Gute Nacht bonne nuit,
Imret Kertez est mort
Je les vois elle et lui
Et puis Schubert aussi.

Le soleil est revenu. Oui comme il revient toujours après la tragédie. Après l'incendie. J'étais encore tout parsemé de pluie. C'est drôle il ne se passe rien ou presque.Vous avez remarqué ? Et puis tout arrive en même temps. Les signes se répondent soudain. Et moi j'allais voir le film d'un inconnu. J'avais reçu ces mots. Le ton était chaleureux Vous souvenez-vous de moi ?Je garde un si bon souvenir... vous savez cette lecture... Imre Kertez... cher monsieur, vous devriez voir ce film... Ce film sur Nissim Aloni. Il était une fois un roi. Et l'on croit le souvenir à soi seul ?

Imre Kertez
Laurence Malherbe
Frantz Schubert...
Tu comptais sur tes doigts le quatrième nom de ces deux journées
Celui qui manquait, celui de l'inconnu. Tu le prononçais pour la première fois. Nissim Aloni.

Ce film ? Comment vous dire ? Il était né en Bulgarie. Sa vie à Tel Aviv. Un roi de théâtre. Un roi de pure magie. La vie écrit son ordre mystérieux. Qui parfois apparaît au détour d'un jour, d'une rue. D'une combinaison de chiffres, de phrases, de noms. Tout s'agence en secret ? Et la vie et son chant ? Comme il t'arrive parfois, tu en restes stupéfait.
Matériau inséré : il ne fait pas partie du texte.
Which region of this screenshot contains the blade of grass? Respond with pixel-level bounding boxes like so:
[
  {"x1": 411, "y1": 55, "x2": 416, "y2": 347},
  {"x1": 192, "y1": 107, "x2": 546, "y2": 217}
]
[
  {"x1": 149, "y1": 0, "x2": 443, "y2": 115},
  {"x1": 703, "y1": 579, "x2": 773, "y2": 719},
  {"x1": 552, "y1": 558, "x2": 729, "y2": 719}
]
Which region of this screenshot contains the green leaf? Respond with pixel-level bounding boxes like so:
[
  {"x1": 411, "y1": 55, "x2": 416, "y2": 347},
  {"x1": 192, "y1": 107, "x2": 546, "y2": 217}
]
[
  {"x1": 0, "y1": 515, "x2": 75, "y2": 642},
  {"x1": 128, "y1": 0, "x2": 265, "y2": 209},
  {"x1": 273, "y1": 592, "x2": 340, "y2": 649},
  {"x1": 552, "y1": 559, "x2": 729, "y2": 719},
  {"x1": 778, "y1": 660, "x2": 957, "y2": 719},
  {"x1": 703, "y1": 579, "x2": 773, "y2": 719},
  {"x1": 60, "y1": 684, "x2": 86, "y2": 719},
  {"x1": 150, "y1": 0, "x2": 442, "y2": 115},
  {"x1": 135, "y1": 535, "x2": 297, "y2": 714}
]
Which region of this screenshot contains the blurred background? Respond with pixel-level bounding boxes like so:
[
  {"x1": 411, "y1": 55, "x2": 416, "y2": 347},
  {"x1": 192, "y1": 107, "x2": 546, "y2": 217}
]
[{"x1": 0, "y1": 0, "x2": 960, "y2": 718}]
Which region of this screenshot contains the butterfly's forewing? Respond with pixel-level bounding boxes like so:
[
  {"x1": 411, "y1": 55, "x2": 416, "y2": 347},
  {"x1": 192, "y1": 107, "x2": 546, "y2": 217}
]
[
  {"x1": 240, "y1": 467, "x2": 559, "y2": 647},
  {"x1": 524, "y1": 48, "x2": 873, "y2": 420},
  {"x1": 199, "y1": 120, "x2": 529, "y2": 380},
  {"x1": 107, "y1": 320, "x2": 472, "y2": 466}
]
Montparnasse s'éclaire transparent dans le ciel. Vous connaissez ce ciel ? Cette lumière-là à deux pas de la Seine. Bleu très pâle aux nuages effilochés. Unique. Parfaitement heureuse. A Montparnasse, on peut encore entamer une conversation avec n'importe qui. Ces visages. Ces sourires. Ces terrasses au bord des précipices.